Everything ran on a single RTX 5090 (32 GB) + 188 GB RAM. Python 3.10, CUDA 13.1.
pip install -r requirements.txt
# Phase 2 — random-init ViT null test (~2 min, no downloads)
python3 experiments/phase2_random_init/run.py
python3 experiments/phase2_random_init/run_order12.py
# Phase 1 — download 500 Mistral LoRAs (~20 min; ~18 GB), then spectral + functional tests
N_LORAS=500 python3 experiments/phase1_lora_spectral/download.py
python3 experiments/phase1_lora_spectral/analyze.py --max 100
python3 experiments/phase1_lora_spectral/mean_vs_basis.py \
--max-loras 500 --heldouts 0 1 2 3 4 5 6 7 9 11 --ks 1 8 16 32 64
# Phase 3 — 8-task merging + TIES density sweep (~10 min)
python3 experiments/phase3_merging/run_merge.py
python3 experiments/phase3_merging/run_ties_sweep.py
# Phase 4 — subspace-constrained training sweep (~30 min)
python3 experiments/phase4_subspace_training/run_multi.pydata/loras/ and logs/ are gitignored. data/loras/ is populated by download.py. You can override the download/read location with LORA_DIR=/path/to/loras.
compress/
├── README.md # this file
├── NOTES.md # running log
├── LICENSE # MIT
├── requirements.txt
├── .gitignore
├── src/hosvd.py # HOSVD utilities
├── experiments/
│ ├── phase1_lora_spectral/
│ │ ├── README.md # phase writeup
│ │ ├── FINDINGS.md # functional-test tables
│ │ ├── analyze.py # spectral analysis
│ │ ├── download.py # HF LoRA fetcher
│ │ ├── mean_vs_basis.py # mean-vs-basis decomposition
│ │ └── task_accuracy_test.py
│ ├── phase2_random_init/
│ │ ├── README.md
│ │ ├── run.py # mode-0 HOSVD
│ │ └── run_order12.py # mode-1/2 HOSVD
│ ├── phase3_merging/
│ │ ├── README.md
│ │ ├── run_merge.py # mean / TIES / task-arith / subspace
│ │ └── run_ties_sweep.py
│ └── phase4_subspace_training/
│ ├── README.md
│ ├── run_train.py # single (task, k) training
│ └── run_multi.py # multi-task sweep
├── data/loras/ # gitignored; populated by download.py
└── logs/ # gitignored
Kaushik, P.; Chaudhari, S.; Vaidya, A.; Chellappa, R.; Yuille, A. The Universal Weight Subspace Hypothesis. arXiv:2512.05117v2, 6 Dec 2025. https://arxiv.org/abs/2512.05117
- All claims tested on the paper's Mistral-7B LoRA corpus and 100 random-init ViTs. We did not test full-weight GPT-2/LLaMA/ViT stacks from the paper's Table 2, or their SDXL style-LoRA results.

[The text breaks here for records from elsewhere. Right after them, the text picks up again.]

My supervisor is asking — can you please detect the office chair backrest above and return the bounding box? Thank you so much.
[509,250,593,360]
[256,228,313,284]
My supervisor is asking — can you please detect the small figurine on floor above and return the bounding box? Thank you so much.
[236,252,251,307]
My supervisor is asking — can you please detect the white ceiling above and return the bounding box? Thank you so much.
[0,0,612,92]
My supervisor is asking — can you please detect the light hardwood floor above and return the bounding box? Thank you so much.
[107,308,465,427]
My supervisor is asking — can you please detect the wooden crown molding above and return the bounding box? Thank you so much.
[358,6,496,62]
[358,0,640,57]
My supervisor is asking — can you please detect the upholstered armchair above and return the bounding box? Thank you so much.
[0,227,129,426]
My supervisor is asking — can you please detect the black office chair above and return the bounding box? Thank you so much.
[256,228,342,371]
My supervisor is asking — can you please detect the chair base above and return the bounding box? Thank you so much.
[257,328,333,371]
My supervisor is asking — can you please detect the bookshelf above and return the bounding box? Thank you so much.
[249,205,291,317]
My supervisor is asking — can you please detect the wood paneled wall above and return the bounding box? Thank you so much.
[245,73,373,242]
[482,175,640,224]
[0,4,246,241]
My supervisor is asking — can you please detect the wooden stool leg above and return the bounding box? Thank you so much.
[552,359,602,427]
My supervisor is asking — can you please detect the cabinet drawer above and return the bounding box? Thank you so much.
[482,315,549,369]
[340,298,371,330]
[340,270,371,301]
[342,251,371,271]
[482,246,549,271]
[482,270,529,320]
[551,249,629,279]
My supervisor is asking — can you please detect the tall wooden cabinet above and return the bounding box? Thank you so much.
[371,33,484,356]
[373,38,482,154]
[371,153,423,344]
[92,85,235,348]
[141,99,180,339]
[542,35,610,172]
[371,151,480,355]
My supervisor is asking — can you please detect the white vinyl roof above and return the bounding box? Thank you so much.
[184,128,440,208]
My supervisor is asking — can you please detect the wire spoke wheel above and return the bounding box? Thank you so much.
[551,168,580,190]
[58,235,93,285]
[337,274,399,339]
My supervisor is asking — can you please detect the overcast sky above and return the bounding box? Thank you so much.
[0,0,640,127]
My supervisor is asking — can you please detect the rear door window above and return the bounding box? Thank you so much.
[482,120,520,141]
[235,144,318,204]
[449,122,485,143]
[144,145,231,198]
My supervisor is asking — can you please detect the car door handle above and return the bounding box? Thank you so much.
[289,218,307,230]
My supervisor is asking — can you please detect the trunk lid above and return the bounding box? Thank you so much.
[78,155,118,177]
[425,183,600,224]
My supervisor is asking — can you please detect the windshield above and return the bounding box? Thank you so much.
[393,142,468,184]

The paper's spectral plots for those collections look similar to what we see for LoRAs, so we'd expect the same interpretation to carry, but it's not verified here.
n = 10held-outs × 20 examples is modest. Central-tendency numbers are clear but per-task figures carry noise.- The paper's own ViT-B/32 merging results may exhibit different dynamics than our Mistral corpus. Our claim is narrower: on our corpus, the merging gap over TIES is explained by mean-vs-TIES.
- Code follows the paper's methodology as closely as we could infer from the text and Algorithm 1. Where the paper is ambiguous (e.g. the exact subspace merge coefficient combination), we implemented what seems most faithful and note it in
experiments/phase3_merging/run_merge.py. - If the authors or other replicators run this and get different results, we'd want to know — open an issue.
Code: MIT (see LICENSE). All paper claims tested are attributed via the arXiv link above.